Apparently, the Immigration and Naturalization Service hasn't heard about being sensitive in the post-Sept. 11 world.

The agency has told Deena Gilbey, the British widow of World Trade Center victim Paul Gilbey, that she is no longer legally residing in this country because she had been staying in the U.S. on her husband's work visa.

"My husband was murdered in this country, his remains are still there somewhere at Ground Zero, and now the U.S. government is killing us all over again," the 37-year-old New Jersey resident told London's Daily Telegraph newspaper.

Only days after her husband was killed, Gilbey was told that she had become something of an instant illegal alien. That's because she was listed as a nonworking dependent, and when Paul's visa was cancelled by his death, she lost her right to stay in the country. However, that's not the case for her sons, 7-year-old Maxwell and 3-year-old Mason, who were born in the U.S. and are citizens.

Gilbey will not be deported, INS spokesman Bill Strassberger said. But she is in a kind of legal limbo.

And she's not alone. Strassberger said early INS estimates showed that about 100 people lost their primary immigration sponsors in the attacks.

For Gilbey, though, insult was added to injury last week when she discovered that, under U.S. law, the Internal Revenue Service takes 60 percent of her husband's life insurance payment as a tax because she isn't a citizen and has no green card.

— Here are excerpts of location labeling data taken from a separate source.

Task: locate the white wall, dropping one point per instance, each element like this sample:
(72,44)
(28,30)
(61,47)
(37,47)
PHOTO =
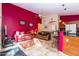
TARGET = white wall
(46,19)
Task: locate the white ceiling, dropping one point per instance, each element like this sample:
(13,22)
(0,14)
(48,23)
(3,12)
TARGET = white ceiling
(51,8)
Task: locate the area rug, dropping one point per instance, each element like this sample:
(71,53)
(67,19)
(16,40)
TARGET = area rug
(13,52)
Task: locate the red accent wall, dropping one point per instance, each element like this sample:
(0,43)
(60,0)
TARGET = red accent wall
(69,18)
(11,15)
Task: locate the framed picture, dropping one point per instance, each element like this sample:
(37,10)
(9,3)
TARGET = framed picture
(22,22)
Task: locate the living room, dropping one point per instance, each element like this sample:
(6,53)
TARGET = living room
(35,29)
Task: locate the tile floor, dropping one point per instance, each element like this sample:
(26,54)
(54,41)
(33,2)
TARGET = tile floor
(42,48)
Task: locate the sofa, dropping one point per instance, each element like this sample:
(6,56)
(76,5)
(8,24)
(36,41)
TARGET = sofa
(44,35)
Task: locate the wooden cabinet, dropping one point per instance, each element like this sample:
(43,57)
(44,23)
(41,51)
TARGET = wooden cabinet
(71,45)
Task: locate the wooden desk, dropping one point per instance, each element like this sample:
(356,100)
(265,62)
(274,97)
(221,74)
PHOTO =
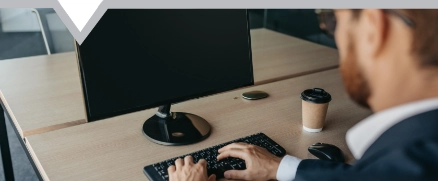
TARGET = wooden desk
(43,93)
(115,149)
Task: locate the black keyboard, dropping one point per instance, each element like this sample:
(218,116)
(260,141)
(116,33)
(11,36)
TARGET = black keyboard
(158,171)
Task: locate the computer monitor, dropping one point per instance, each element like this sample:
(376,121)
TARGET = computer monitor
(135,59)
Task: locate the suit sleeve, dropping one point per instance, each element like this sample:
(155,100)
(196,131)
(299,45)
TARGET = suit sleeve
(417,161)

So, even if she were to be able to stay in America, she wouldn’t be able to afford it, said Det. Sgt. George Petersen, the Chatham Township police official who has been helping the Gilbey family with their immigration problems.

"They live here, they own a house here, they pay taxes, he pays income taxes, and yet he dies and they're going to be penalized 60 percent," an exasperated Petersen said in a telephone interview with Fox News.

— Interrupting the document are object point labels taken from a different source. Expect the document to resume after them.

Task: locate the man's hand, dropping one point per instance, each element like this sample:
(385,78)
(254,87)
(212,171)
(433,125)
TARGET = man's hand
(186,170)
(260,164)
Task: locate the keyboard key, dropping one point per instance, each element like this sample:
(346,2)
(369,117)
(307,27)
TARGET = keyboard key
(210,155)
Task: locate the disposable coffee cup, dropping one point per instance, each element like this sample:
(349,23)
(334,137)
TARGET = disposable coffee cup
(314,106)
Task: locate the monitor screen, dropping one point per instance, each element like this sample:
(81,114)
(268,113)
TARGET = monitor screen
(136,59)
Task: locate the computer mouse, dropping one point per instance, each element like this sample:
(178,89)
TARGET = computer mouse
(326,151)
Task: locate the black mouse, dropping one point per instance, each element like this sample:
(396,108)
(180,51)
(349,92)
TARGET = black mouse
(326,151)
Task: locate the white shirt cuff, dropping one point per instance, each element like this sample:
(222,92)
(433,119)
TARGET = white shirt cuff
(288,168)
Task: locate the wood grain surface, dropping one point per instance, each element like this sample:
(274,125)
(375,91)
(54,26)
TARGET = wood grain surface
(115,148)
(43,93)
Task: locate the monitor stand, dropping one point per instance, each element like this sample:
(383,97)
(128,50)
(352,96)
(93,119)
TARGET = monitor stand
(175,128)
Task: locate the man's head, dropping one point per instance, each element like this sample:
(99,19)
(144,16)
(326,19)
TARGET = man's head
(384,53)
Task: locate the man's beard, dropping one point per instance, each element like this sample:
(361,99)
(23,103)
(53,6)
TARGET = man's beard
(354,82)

It's a trap Gilbey had never imagined being in. For eight years, she and her husband were model American residents, living in the affluent bedroom community of Chatham Township, about 30 minutes from New York City, where Paul worked at a brokerage. As soon as they got here, the couple had been trying to get a green card with an eye toward becoming naturalized U.S. citizens.

Only bureaucratic inertia kept them from realizing their American dream.

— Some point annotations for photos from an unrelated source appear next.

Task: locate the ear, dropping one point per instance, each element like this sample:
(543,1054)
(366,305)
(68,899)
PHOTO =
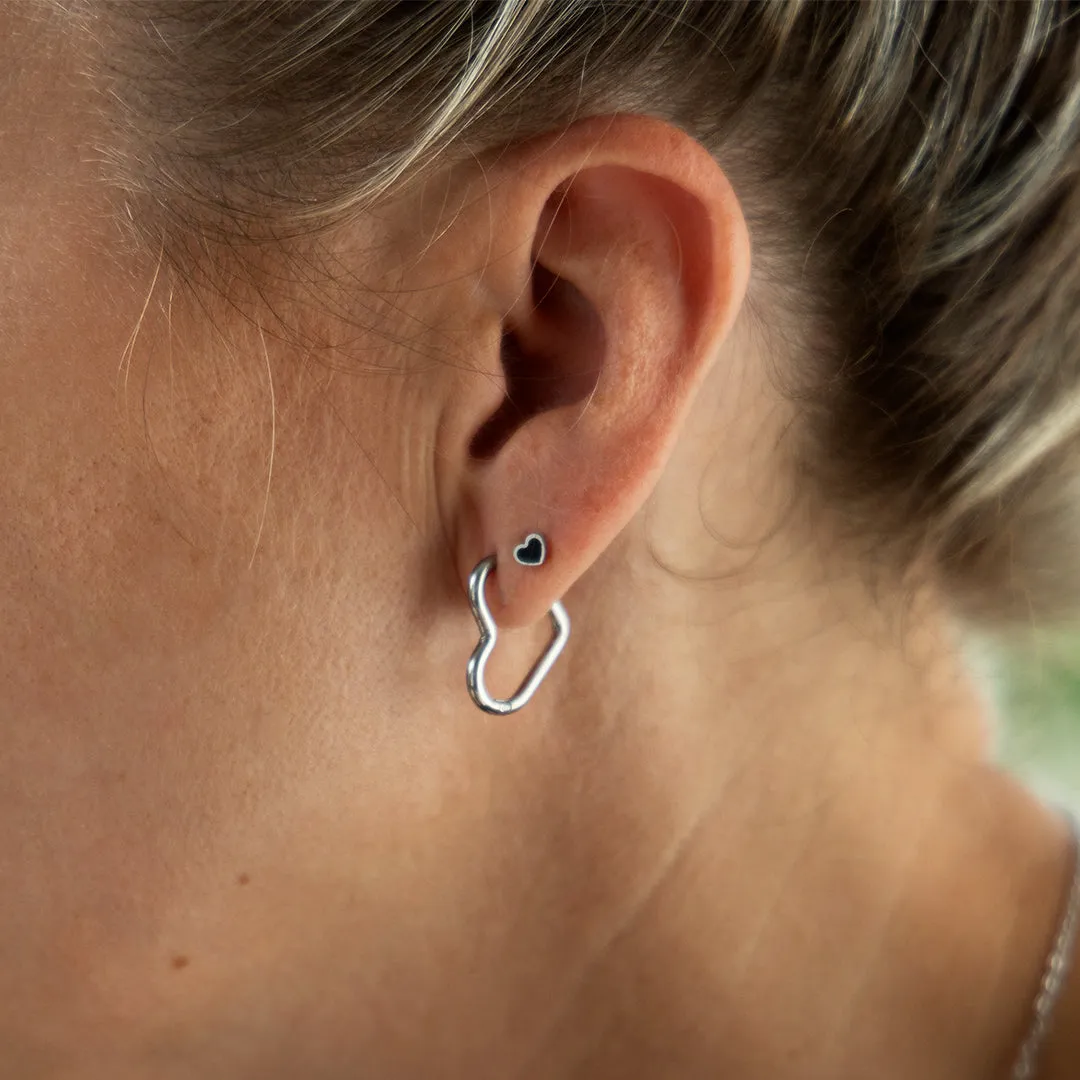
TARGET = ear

But everything changed on Sept. 11, when Paul went to work at his firm, EuroBrokers, on the 84th floor of 2 World Trade Center. The last time Gilbey spoke to her husband was when he called her on the phone just after 1 World Trade Center was struck by the first plane.

He said he was safe.

She told him to "go, go, go."

"Survivors have told me that Paul made it to the 74th floor, where the lifts were still working," she told the Telegraph. "There, with a friend, he helped to get women and people in wheelchairs into the lifts, holding back himself and other men. He insisted that women and children get to safety first. Paul did the right thing, and this is the reward for his family."

Gilbey wasn't immediately available for comment Tuesday evening, a friend at her home told Fox News.

But others in her community — where people have rallied around her troubles, calling congressmen, senators and even British Prime Minister Tony Blair — have plenty to say.

Chatham Township Police Chief George Kurzenknabe said he would do anything he could to help her and her boys.

"I think every day they wake up they're victims all over again," he said. "Something like this has never happened before. Some special acts need to take place to reassure them they have no need to worry."

The INS is trying its best, Strassberger said. They have offered Gilbey a deferred-action category for those without visas. Though she won't be removed from the country, she also does not have all the rights of a full legal immigrant. Gilbey would have to let the INS know when she wanted to leave and return to the U.S.

Tuesday, Sen. Robert Torricelli, D-N.J., stepped up for Gilbey's cause and said he will offer an amendment to the anti-terrorism bill now winding its way through Congress on her behalf. The measure would give the INS the discretion of offering people in Gilbey's situation the right to become citizens, Torricelli deputy press secretary Adam Herbsman said.

Whether or not Congress comes through for her, Gilbey and her supporters will keep fighting to keep the family in America, Petersen said.

"Right now she's very focused on taking care of herself and her two children," he said.